少しずつ僕の姿は空に浮き見えなくなっていく。
僕がいつまでもちんたらしていたからだ。
有無をいわずに強制帰還だ。
「晴!待って!もう会えないなんて嫌だよ!」
「…日向……」
「…晴?」
僕はこの日、最後に賭けをした。
「…君の見る空が千回晴れたら、きっとまた会える。だから、僕が君の傍にいたこと忘れないでいて…。ね、日向!」
僕にとって精一杯の約束だった。
「や…くそ…く…」
日向は見えなくなりつつある僕に小指を出した。
「…うん。

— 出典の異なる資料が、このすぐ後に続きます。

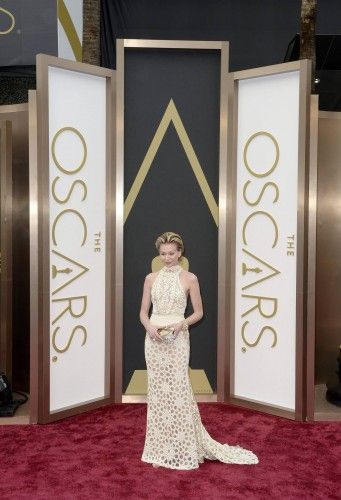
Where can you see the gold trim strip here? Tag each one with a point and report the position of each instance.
(70, 30)
(172, 44)
(171, 115)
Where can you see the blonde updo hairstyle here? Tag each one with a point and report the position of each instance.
(170, 237)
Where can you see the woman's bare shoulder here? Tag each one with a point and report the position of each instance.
(150, 277)
(190, 277)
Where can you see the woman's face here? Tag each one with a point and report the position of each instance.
(169, 254)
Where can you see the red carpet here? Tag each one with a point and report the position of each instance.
(97, 456)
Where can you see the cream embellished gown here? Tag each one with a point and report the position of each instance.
(175, 436)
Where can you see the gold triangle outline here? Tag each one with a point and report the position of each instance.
(171, 115)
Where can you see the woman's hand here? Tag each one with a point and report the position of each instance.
(177, 328)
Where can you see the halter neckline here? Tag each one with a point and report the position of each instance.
(173, 269)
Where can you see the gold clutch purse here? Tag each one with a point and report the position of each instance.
(167, 335)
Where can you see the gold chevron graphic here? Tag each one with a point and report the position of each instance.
(171, 115)
(12, 19)
(70, 30)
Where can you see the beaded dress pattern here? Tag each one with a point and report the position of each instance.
(175, 435)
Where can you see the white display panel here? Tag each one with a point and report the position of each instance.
(77, 215)
(266, 239)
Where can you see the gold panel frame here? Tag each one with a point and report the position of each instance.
(325, 338)
(6, 246)
(304, 67)
(223, 237)
(39, 240)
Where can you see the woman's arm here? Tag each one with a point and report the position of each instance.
(194, 293)
(145, 306)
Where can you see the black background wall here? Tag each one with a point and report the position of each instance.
(258, 30)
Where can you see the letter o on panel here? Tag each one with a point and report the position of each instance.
(273, 166)
(68, 171)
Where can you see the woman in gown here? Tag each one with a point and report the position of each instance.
(175, 435)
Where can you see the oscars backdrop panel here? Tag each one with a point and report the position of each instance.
(266, 239)
(77, 202)
(171, 128)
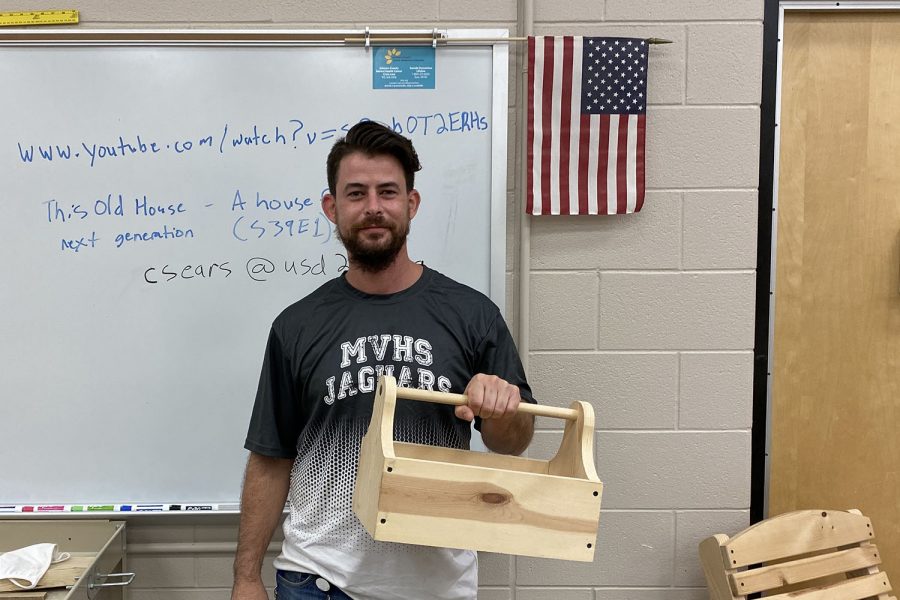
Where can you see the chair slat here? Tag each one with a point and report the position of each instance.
(851, 589)
(796, 533)
(805, 569)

約束だ…」
涙と笑顔と僕らの手は、最後の最後で重なった。
そして、僕は日向の世界から完全に姿を消した。
日向に渡したあのオカリナもやがてただのオカリナになる。
雨の中、訪れた僕らの別れ。
僕が僕の世界へ戻される中、日向の奏でるオカリナの音が聞こえた。
どこにいても聴こえたその音色が、雨音に負けていく。
すでにオカリナにかけた神術が解けてしまったのかもしれない。
もう傍にはいられない。
それでも僕の想いは、決してなくなったりしないから、信じて待っていてほしい。
今まで日向の傍にいられたことが、僕にとって大切なものだから。
だってね、日向…、僕は君のことが好きだから。